Dreßler: Ja. Das sieht leider so aus, dass es nie aufhört, weil die Fähigkeit zum Kompromiss auf beiden Seiten auch im Entstehen solcher schlimmen Entwicklungen wohl offensichtlich nicht gegeben ist. Der ehemalige Außenminister in Israel, Abba Eban, hat mal den Satz gesagt, sie haben nie eine Gelegenheit versäumt, eine Gelegenheit zu versäumen, und das trifft wohl auf beide Seiten zu, obwohl Abba Eban damit nur die Palästinenser damals gemeint hatte.
Müller: Und es gibt auch viel zu viele Verantwortliche, als dass man sagen könnte, der ist verantwortlich?
Dreßler: So ungefähr ist das, zumal wenn eine Koalition, wie jetzt im Falle Netanjahu und Lieberman, zusammenarbeitet, von der man weiß, definitiv weiß, dass sie in Wahrheit einen Friedensvertrag, eine Einigung mit den Palästinensern gar nicht will.
"Glückssache, dass kein Mensch getötet wurde"
Müller: Und das wissen Sie von der anderen Seite auch?
Dreßler: Die Hamas will auch keine Einigung. Der jetzige Präsident Abbas würde sie wohl wollen, aber solange er mit der Hamas zusammenarbeiten muss, oder arbeitet, wird es keine Einigung geben, weil die Hamas jede Art von Beruhigung in diesem Konflikt durch Eskalierungen versucht, zunichtezumachen, was ja auch jetzt im aktuellen Fall gegeben ist. Wenn ich alleine am Montag, also gestern, davon ausgehe, dass 80 Raketen aus dem Gazabereich auf Israel gezählt worden sind, dann ist es ja faktisch nur eine Glückssache, dass kein Mensch getötet wurde.
Müller: Und wenn man stärker ist, muss man mehrere Hundert zurückfeuern?
Dreßler: Das ist wohl sicherlich nicht der Fall. Nur man muss wissen, dass die Israelis, einer parlamentarischen Demokratienorm folgend natürlich nicht zulassen, dass ihr Land, ihre Bürger existenziell gefährdet werden, und dann werden sie zurückschlagen, und zwar auf eine Art und Weise, die um ein Vielfaches mehr Schaden anrichtet, als bei ihnen angerichtet wurde. Das weiß natürlich auch der palästinensische Bereich. Trotzdem machen sie es, weil sie nur in der Eskalation ihre Daseinsberechtigung finden.

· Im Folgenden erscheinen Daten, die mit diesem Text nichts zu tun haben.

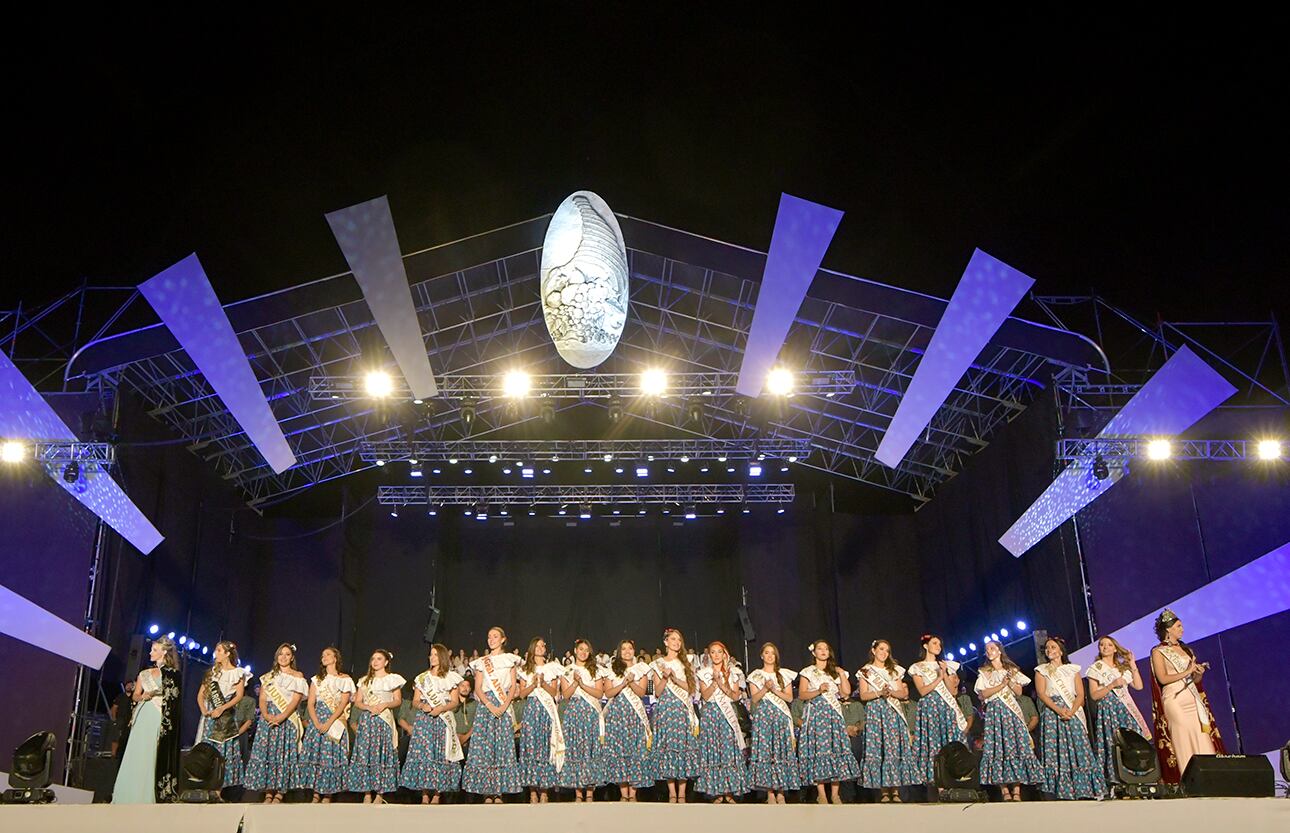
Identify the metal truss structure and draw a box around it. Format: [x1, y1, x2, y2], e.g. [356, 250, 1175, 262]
[310, 370, 855, 401]
[35, 217, 1104, 507]
[359, 437, 811, 463]
[1057, 437, 1280, 463]
[377, 484, 795, 507]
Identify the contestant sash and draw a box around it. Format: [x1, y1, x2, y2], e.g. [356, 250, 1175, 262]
[654, 659, 699, 738]
[911, 663, 968, 731]
[860, 665, 909, 731]
[1160, 645, 1210, 732]
[259, 672, 304, 749]
[417, 671, 466, 761]
[313, 678, 350, 743]
[1089, 659, 1155, 740]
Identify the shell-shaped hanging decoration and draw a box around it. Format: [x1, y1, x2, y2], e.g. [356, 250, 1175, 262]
[541, 191, 627, 369]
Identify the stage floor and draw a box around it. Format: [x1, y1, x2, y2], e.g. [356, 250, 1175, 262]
[0, 798, 1290, 833]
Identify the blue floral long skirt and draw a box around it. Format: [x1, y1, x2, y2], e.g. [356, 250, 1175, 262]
[559, 696, 605, 789]
[292, 699, 350, 796]
[912, 691, 968, 784]
[646, 689, 699, 781]
[980, 700, 1044, 784]
[1040, 705, 1107, 801]
[600, 694, 654, 787]
[520, 696, 557, 789]
[1093, 694, 1142, 781]
[748, 694, 802, 792]
[344, 712, 399, 793]
[243, 700, 301, 793]
[694, 703, 748, 796]
[462, 691, 529, 796]
[199, 720, 244, 787]
[399, 712, 462, 793]
[797, 696, 860, 784]
[860, 698, 918, 789]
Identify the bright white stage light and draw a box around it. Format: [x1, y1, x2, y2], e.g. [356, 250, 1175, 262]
[362, 370, 395, 398]
[766, 368, 793, 396]
[0, 440, 27, 463]
[641, 368, 667, 396]
[502, 370, 533, 400]
[1147, 440, 1174, 460]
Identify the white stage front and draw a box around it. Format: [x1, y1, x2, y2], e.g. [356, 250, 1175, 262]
[0, 798, 1290, 833]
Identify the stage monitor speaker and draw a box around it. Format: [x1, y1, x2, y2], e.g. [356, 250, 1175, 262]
[735, 605, 757, 642]
[1182, 754, 1276, 798]
[422, 605, 439, 645]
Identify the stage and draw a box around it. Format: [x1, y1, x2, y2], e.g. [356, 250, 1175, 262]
[0, 798, 1290, 833]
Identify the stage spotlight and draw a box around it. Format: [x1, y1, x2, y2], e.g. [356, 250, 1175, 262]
[766, 368, 793, 396]
[641, 368, 667, 396]
[502, 370, 533, 398]
[179, 741, 224, 805]
[0, 440, 27, 463]
[362, 370, 395, 400]
[0, 731, 57, 805]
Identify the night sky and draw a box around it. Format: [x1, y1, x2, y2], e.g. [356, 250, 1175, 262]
[0, 12, 1290, 332]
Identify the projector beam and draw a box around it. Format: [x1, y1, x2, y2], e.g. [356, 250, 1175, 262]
[873, 249, 1035, 468]
[998, 347, 1236, 557]
[1071, 542, 1290, 667]
[326, 196, 439, 400]
[735, 193, 842, 396]
[0, 351, 163, 554]
[139, 254, 295, 475]
[0, 584, 111, 668]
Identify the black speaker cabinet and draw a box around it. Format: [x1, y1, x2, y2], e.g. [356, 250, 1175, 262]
[1182, 754, 1276, 798]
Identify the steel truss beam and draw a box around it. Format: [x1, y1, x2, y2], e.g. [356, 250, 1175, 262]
[359, 437, 811, 463]
[1057, 437, 1281, 463]
[377, 484, 795, 507]
[310, 370, 855, 401]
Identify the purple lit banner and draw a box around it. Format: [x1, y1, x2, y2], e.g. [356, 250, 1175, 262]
[998, 347, 1236, 557]
[139, 254, 295, 473]
[1071, 542, 1290, 665]
[0, 584, 111, 668]
[326, 196, 439, 400]
[873, 249, 1035, 468]
[0, 351, 163, 554]
[735, 193, 842, 396]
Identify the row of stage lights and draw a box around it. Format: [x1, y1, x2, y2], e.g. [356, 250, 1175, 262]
[364, 368, 795, 402]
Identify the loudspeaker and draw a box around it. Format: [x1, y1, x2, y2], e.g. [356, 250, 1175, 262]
[422, 605, 439, 645]
[734, 605, 757, 642]
[1182, 754, 1276, 798]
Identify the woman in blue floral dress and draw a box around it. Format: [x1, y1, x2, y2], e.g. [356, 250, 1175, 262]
[560, 640, 605, 801]
[600, 640, 654, 801]
[516, 637, 565, 803]
[399, 642, 466, 805]
[243, 642, 310, 803]
[748, 642, 801, 805]
[855, 640, 917, 803]
[293, 645, 356, 803]
[462, 627, 522, 805]
[1035, 636, 1107, 801]
[649, 628, 699, 805]
[1085, 636, 1151, 781]
[909, 633, 968, 784]
[975, 640, 1044, 801]
[694, 642, 748, 805]
[797, 640, 860, 805]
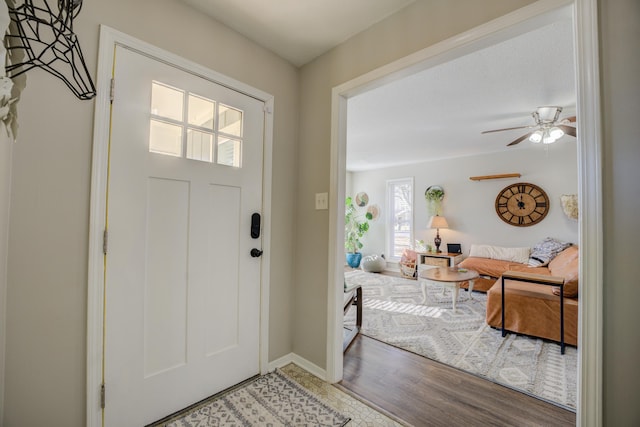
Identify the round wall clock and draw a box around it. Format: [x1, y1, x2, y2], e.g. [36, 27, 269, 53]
[496, 182, 549, 227]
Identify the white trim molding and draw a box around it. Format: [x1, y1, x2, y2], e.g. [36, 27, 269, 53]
[86, 25, 274, 427]
[326, 0, 602, 426]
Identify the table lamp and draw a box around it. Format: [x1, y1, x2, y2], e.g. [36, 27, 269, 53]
[427, 215, 449, 253]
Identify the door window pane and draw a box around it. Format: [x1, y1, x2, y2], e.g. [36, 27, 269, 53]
[149, 119, 182, 157]
[218, 104, 242, 136]
[149, 81, 244, 168]
[187, 129, 213, 162]
[151, 82, 184, 121]
[189, 94, 216, 130]
[218, 136, 242, 168]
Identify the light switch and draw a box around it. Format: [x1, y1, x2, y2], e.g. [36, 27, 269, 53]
[316, 193, 329, 210]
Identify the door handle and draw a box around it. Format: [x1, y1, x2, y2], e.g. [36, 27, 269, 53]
[251, 212, 260, 239]
[251, 248, 262, 258]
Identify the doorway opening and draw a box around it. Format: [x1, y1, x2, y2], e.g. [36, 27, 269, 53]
[327, 2, 602, 423]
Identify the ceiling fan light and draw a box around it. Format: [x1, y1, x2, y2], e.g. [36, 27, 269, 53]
[549, 126, 564, 140]
[542, 132, 556, 144]
[529, 130, 542, 143]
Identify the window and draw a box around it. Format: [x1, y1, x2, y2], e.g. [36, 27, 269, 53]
[149, 81, 243, 167]
[386, 178, 413, 259]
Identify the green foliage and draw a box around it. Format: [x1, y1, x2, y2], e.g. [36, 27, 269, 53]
[424, 186, 444, 215]
[344, 197, 373, 253]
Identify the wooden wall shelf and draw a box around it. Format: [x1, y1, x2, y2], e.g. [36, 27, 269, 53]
[469, 173, 522, 181]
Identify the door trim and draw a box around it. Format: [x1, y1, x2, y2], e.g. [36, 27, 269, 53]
[327, 0, 603, 426]
[86, 25, 274, 427]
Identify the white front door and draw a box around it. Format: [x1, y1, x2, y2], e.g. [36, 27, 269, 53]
[104, 46, 264, 427]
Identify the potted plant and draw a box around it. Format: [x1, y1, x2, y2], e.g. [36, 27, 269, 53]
[424, 185, 444, 215]
[344, 197, 373, 268]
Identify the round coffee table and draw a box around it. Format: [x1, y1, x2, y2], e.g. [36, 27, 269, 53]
[418, 267, 479, 313]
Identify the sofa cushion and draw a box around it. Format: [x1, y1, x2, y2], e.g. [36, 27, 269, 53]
[469, 245, 531, 264]
[529, 237, 571, 267]
[549, 246, 579, 298]
[458, 257, 550, 278]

Müller: Sie waren viele Jahre ja Botschafter in Israel, Rudolf Dreßler, und verfolgen seitdem ja auch täglich die aktuelle Entwicklung. Sie haben nach wie vor viele Kontakte. Als Mahmud Abbas, der Palästinenserpräsident, jetzt vor wenigen Monaten gesagt hat, ich arbeite jetzt mit der Hamas zusammen, war das sehr umstritten in vielen politischen Kreisen und Beobachterkreisen - bei Netanjahu allemal, aber selbst in Washington. War das ein großer Fehler?
Dreßler: Ich kann nicht erkennen, dass das zunächst mal ein großer Fehler war, weil die israelische Seite nicht mit zwei Seiten eine Vereinbarung machen kann. Man stelle sich nur einen Augenblick vor, sie würde mit Abbas einen Friedensvertrag verhandeln, ihn zum Erfolg führen und gleichzeitig mit Gaza in eine kriegerische Auseinandersetzung treten müssen. Dieses ist, wenn man das Land, die Region und die Mentalitäten kennt, nicht denkbar.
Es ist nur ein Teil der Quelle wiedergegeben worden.